2. The hydraulic control system in the working machine according to claim 1, characterized in that, a first hydraulic pump and a second hydraulic pump are comprised as the hydraulic pumps, and a large flow rate hydraulic actuator supplied hydraulic oil from both the first and second hydraulic pumps at a time of maximum flow rate supply is comprised as the hydraulic actuator; the controller controls any one of the first and second hydraulic pumps to a main pump and supply hydraulic oil from only the main pump until a flow rate supplied to the large flow rate hydraulic actuator reaches a set flow rate which is set to exceed the reference pump flow rate, when the operating means for the large flow rate hydraulic actuator is operated alone, and to be supplied with the hydraulic oil from both the first and second hydraulic pumps when the flow rate exceeds the set flow rate; and the target pump flow rate setting means sets the target pump flow rate of the main pump to exceed the reference pump flow rate depending on the supply flow rate to the large flow rate hydraulic actuator from the main pump.

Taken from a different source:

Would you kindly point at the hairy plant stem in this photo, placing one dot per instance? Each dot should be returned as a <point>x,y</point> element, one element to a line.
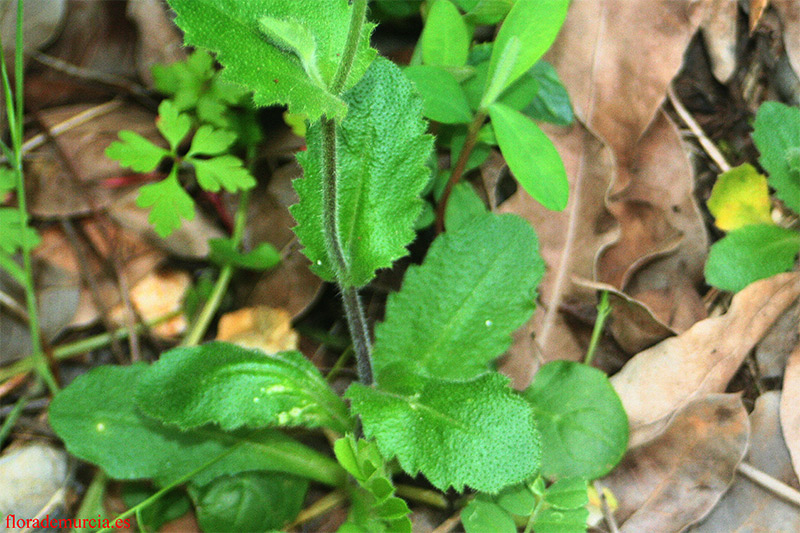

3. The hydraulic control system in the working machine according to claim 2, characterized in that, a first large flow rate hydraulic actuator is comprised, using the first hydraulic pump as the main pump, and a second large flow rate hydraulic actuator is comprised, using the second hydraulic pump as the main pump; when the operating means for the first and second large flow rate hydraulic actuators are operated simultaneously, the controller controls to supply the hydraulic oil from each main pump to the first and second large flow rate hydraulic actuators, respectively; and the target pump flow rate setting means sets the target pump flow rate of the first and second hydraulic pumps for each hydraulic pump depending on the operation amount of the operating means for the first and second large flow rate hydraulic actuators.

4. The hydraulic control system in the working machine according to claim 1, characterized in that, the work machine comprises a traveling body having a left traveling body and a right traveling body, a working device mounted on the traveling body, a first hydraulic pump and a second hydraulic pump as the hydraulic pumps, a left traveling motor and a right traveling motor, as the hydraulic actuators, driving the left traveling body and the right traveling body, respectively, and a plurality of working hydraulic actuators driving the working device; when the left and right travel motors and the operating means for the working hydraulic actuator are simultaneously operated, the controller controls a control valve to supply the hydraulic oil from the first hydraulic pump to the left and right traveling hydraulic motors and the hydraulic oil from the second hydraulic pump to the working hydraulic actuator; and the target pump flow rate setting means sets the target pump flow rate of the second hydraulic pump to be greater than the reference pump flow rate.